Building Your Own Big Data Analysis Infrastructure for Biodiversity Science

TitleBuilding Your Own Big Data Analysis Infrastructure for Biodiversity Science
Publication TypePresentation
Year of Publication2017
AuthorsCollins, M, Nicholson, N, Poelen, J, Thompson, A, Hammock, J, Thesen, A
AbstractThe size of biodiversity data sets, and the size of people’s questions around them, are outgrowing the capabilities of desktop applications, single computers, and single developers. Numerous articles in the corporate sector (Delgado 2016) have been written on how much time professionals spend manipulating and formatting large data sets compared to the time they spend on the important work of doing analysis and modeling. To efficiently move large research questions forward, the biodiversity domain needs to transition towards shared infrastructure with the goal of providing a mise en place for researchers to do research with large data. The GUODA (Global Unified Open Data Access) collaboration was formed to explore tools and use cases for this type of collaborative work on entire biodiversity data sets. Three key parts of that exploration have been: the software and hardware infrastructure needed to be able to work with hundreds of millions of records and terabytes of data quickly, removing the impediment of data formatting and preparation, and workflows centered around GitHub for interacting with peers in an open and collaborative manner. We will describe our experiences building an infrastructure based on Apache Mesos, Apache Spark, HDFS, Jupyter Notebooks, Jenkins, and Github. We will also enumerate what resources are needed to do things like join millions of records, visualize patterns in whole data sets like iDigBio and the Biodiversity Heritage Library, build graph structures of billions of nodes, analyze terabytes of images, and use natural language processing to explore gigabytes of text.
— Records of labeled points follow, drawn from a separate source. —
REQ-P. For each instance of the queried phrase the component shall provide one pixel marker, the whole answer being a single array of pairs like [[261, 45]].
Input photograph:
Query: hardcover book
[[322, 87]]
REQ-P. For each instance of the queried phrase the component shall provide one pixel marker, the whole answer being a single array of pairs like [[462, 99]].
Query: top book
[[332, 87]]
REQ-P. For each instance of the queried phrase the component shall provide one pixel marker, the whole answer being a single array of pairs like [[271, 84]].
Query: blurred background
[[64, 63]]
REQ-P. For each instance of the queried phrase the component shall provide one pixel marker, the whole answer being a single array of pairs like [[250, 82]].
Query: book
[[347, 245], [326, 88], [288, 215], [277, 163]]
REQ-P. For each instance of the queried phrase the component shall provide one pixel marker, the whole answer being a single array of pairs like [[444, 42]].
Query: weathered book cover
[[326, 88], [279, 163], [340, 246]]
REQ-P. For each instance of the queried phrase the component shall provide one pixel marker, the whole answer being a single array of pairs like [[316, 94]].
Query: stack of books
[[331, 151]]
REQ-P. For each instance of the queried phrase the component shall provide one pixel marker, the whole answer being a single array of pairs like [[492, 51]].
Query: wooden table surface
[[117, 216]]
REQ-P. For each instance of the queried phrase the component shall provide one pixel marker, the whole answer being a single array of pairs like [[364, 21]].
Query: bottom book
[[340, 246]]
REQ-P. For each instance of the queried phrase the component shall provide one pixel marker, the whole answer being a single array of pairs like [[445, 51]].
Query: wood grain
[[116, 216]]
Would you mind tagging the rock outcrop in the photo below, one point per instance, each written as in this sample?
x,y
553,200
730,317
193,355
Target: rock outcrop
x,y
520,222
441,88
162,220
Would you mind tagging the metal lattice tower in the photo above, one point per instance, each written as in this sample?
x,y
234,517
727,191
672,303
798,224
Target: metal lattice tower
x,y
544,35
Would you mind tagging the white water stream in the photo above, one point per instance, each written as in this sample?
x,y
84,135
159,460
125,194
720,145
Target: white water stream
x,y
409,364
In addition to the hardware and software, we will describe the kinds of skills needed by staff to design, build, and use this sort of infrastructure and highlight some experiences we have with training students. Our infrastructure is one of many that are possible. We hope that by showing the amount and type of work we have done to the wider community, other organizations can understand what they would need to speed up their research programs by developing their own collaborative computation and development environments.